Et c’est là qu’on les aperçut. Les lièvres. Enfin, surtout un gros, sûrement un mâle qu’on se disait. Et notre première impression fut la bonne puisque l’instant d’après, il se mit à culbuter sa femelle. Nous, ça nous faisait bien marrer, mais il fallait qu’on se fasse discrets si on voulait assister à l’acte jusqu’au bout. Et puis vint l’exaltation du lièvre, son coït (même si on ne connaissait pas encore le terme).

— Dis, Marie, tu sais comment elle s’appelle, la femelle du lièvre ?

— Non et toi, Louis ?

— Ouais, la hase !

— La quoi ?

— La hase. Et même que quand ils… Enfin quand ils font leur affaire le mâle et elle, ben on dit qu’ils bouquinent.

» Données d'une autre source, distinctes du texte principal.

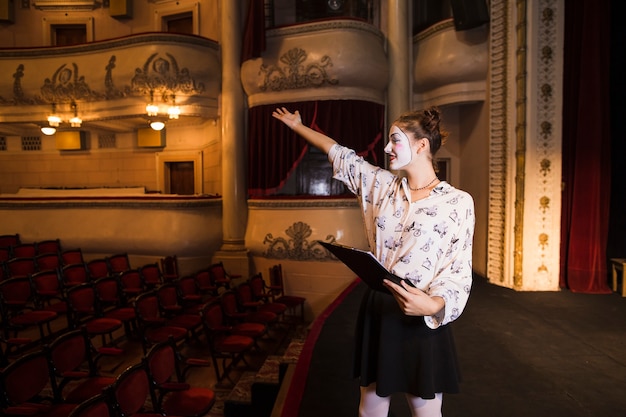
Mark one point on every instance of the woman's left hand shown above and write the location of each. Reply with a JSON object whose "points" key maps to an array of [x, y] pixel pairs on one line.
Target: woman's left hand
{"points": [[413, 301]]}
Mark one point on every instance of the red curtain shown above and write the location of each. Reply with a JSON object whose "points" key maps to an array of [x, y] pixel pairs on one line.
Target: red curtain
{"points": [[586, 147], [274, 151]]}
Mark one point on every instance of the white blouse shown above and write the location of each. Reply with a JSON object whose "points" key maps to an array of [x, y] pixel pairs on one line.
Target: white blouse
{"points": [[428, 241]]}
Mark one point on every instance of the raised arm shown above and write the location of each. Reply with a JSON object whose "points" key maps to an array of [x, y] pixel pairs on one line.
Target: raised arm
{"points": [[294, 121]]}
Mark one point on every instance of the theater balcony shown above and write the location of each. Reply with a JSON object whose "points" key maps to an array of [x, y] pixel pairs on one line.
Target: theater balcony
{"points": [[108, 84], [450, 67]]}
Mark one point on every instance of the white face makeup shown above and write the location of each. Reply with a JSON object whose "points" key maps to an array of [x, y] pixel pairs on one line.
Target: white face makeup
{"points": [[398, 148]]}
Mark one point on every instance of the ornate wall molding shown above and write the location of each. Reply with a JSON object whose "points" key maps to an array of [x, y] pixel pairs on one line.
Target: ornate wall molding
{"points": [[543, 195], [498, 144]]}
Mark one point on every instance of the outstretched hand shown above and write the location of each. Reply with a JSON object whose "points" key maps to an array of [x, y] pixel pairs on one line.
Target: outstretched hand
{"points": [[413, 301], [290, 119]]}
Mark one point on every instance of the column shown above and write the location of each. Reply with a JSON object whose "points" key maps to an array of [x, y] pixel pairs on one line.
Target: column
{"points": [[400, 59], [233, 252]]}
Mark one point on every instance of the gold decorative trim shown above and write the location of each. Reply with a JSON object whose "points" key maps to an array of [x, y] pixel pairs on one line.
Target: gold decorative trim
{"points": [[296, 73], [520, 142], [498, 139], [546, 116]]}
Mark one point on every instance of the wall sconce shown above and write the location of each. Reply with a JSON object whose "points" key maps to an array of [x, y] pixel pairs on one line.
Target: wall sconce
{"points": [[157, 125], [48, 130], [152, 109], [54, 120], [75, 121], [173, 111]]}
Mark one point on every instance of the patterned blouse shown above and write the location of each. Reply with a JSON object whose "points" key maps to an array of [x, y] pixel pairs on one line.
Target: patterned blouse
{"points": [[428, 241]]}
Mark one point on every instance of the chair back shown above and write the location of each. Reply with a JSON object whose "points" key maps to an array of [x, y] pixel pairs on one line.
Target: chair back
{"points": [[71, 351], [48, 287], [257, 285], [16, 294], [212, 317], [21, 267], [81, 301], [108, 292], [147, 307], [75, 274], [72, 256], [244, 293], [97, 406], [131, 283], [48, 261], [162, 362], [169, 266], [118, 263], [151, 275], [276, 279], [5, 254], [25, 378], [9, 240], [219, 275], [169, 297], [230, 304], [98, 268], [188, 286], [132, 389], [24, 250], [49, 246]]}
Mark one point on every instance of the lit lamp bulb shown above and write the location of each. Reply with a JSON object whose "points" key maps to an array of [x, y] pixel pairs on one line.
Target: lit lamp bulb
{"points": [[173, 112], [152, 109], [157, 125], [76, 121], [48, 130], [54, 120]]}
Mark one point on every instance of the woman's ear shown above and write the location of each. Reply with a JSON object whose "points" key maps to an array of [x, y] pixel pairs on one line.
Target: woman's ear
{"points": [[422, 144]]}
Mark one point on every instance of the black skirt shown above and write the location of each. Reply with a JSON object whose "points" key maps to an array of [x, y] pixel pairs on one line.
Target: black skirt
{"points": [[400, 353]]}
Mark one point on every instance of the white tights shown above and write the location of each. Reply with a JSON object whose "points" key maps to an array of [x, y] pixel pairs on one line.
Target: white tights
{"points": [[374, 406]]}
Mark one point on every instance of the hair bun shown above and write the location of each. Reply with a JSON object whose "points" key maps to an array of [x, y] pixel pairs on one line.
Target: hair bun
{"points": [[431, 122]]}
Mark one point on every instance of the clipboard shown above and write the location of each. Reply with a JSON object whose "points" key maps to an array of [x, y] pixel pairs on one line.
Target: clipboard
{"points": [[365, 265]]}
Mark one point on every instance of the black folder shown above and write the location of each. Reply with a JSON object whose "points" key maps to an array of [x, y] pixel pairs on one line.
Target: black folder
{"points": [[365, 265]]}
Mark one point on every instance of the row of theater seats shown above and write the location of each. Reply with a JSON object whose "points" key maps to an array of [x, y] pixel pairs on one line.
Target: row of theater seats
{"points": [[62, 379]]}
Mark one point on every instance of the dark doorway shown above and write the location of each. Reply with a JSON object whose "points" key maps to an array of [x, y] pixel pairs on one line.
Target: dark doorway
{"points": [[180, 178], [66, 35], [180, 23]]}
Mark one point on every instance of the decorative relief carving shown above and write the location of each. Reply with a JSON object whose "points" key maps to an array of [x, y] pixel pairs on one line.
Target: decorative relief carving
{"points": [[545, 141], [297, 246], [295, 74], [67, 85], [163, 76], [498, 143]]}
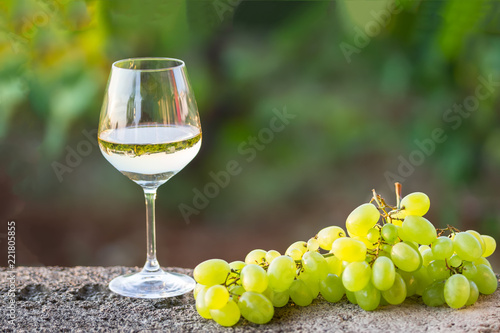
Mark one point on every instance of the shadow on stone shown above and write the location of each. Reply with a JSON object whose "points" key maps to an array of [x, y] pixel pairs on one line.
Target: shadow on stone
{"points": [[34, 292], [92, 292]]}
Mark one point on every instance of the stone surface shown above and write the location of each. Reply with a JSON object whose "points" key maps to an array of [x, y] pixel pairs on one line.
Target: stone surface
{"points": [[78, 300]]}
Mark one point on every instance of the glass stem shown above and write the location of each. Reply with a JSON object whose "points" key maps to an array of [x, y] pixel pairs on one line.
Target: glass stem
{"points": [[151, 262]]}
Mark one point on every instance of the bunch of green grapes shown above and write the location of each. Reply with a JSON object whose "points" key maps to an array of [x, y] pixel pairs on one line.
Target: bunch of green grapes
{"points": [[389, 253]]}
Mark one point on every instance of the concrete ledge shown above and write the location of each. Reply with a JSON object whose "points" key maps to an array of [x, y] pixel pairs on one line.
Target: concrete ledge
{"points": [[77, 299]]}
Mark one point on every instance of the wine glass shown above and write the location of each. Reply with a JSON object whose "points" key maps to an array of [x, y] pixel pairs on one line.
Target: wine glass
{"points": [[149, 129]]}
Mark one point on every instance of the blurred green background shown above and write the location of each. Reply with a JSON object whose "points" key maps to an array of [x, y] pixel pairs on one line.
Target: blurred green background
{"points": [[380, 91]]}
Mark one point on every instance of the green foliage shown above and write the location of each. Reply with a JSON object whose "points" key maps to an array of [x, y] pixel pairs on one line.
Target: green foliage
{"points": [[245, 59]]}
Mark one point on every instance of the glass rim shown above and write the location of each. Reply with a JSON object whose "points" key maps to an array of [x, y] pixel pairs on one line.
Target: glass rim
{"points": [[179, 64]]}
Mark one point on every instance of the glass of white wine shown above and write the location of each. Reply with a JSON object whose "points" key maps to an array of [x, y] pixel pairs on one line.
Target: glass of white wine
{"points": [[149, 129]]}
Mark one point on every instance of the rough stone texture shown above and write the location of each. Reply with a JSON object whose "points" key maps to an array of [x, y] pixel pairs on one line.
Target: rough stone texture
{"points": [[77, 299]]}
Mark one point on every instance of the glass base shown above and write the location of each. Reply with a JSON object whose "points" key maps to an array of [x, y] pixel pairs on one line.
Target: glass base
{"points": [[156, 284]]}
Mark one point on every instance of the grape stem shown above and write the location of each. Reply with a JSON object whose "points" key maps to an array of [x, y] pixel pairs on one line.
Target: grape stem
{"points": [[449, 228], [398, 195]]}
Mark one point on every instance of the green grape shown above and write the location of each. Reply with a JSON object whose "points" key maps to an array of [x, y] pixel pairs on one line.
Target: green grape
{"points": [[351, 297], [365, 241], [316, 264], [294, 253], [228, 315], [413, 244], [422, 248], [237, 265], [442, 248], [328, 235], [254, 278], [312, 282], [281, 298], [383, 302], [423, 280], [401, 233], [362, 219], [349, 249], [236, 291], [469, 269], [485, 280], [416, 203], [405, 257], [437, 270], [197, 289], [300, 293], [389, 233], [312, 245], [456, 291], [271, 255], [419, 229], [281, 273], [331, 288], [474, 293], [397, 218], [482, 261], [373, 235], [410, 282], [455, 261], [467, 246], [256, 308], [369, 297], [256, 257], [396, 294], [490, 245], [427, 257], [201, 307], [387, 249], [211, 272], [216, 297], [383, 273], [334, 265], [299, 245], [477, 236], [269, 293], [434, 294], [356, 275]]}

Marie et moi, nous partîmes dans un fou-rire mémorable, bientôt rejoints par Louis qui essayait tant bien que mal de justifier son érudition sur le sujet.

Louis a toujours été le plus intello de nous trois. Le plus sage, j’ai envie de dire. Minot, ça ne se remarquait pas plus que ça, il délirait autant que nous. Et puis il s’est éloigné, doucement. La dernière fois que je l’ai vu, c’était pour l’anniversaire de Marie. Il avait beaucoup changé.

De toute façon, Marie n’est même plus là pour maintenir un semblant d’amitié entre nous. Cette amitié, je l’ai perdue le jour où Marie nous a quittés, il y a dix ans de ça…

Les lièvres avaient détalé bien sûr, il ne restait que la rivière, grossie par les orages d’été. Nous étions des gamins, Louis et moi. Impudiques, nous plongions nus dans l’eau revigorante, sous l’œil amusé de Marie. Elle s’arrangeait toujours pour garder sa petite culotte, et je n’avais pas conscience, à l’époque, de ce privilège qu’elle nous offrait de se montrer malgré tout si dénudée. Parce qu’adolescent ou adulte, elle ne m’en offrirait jamais autant.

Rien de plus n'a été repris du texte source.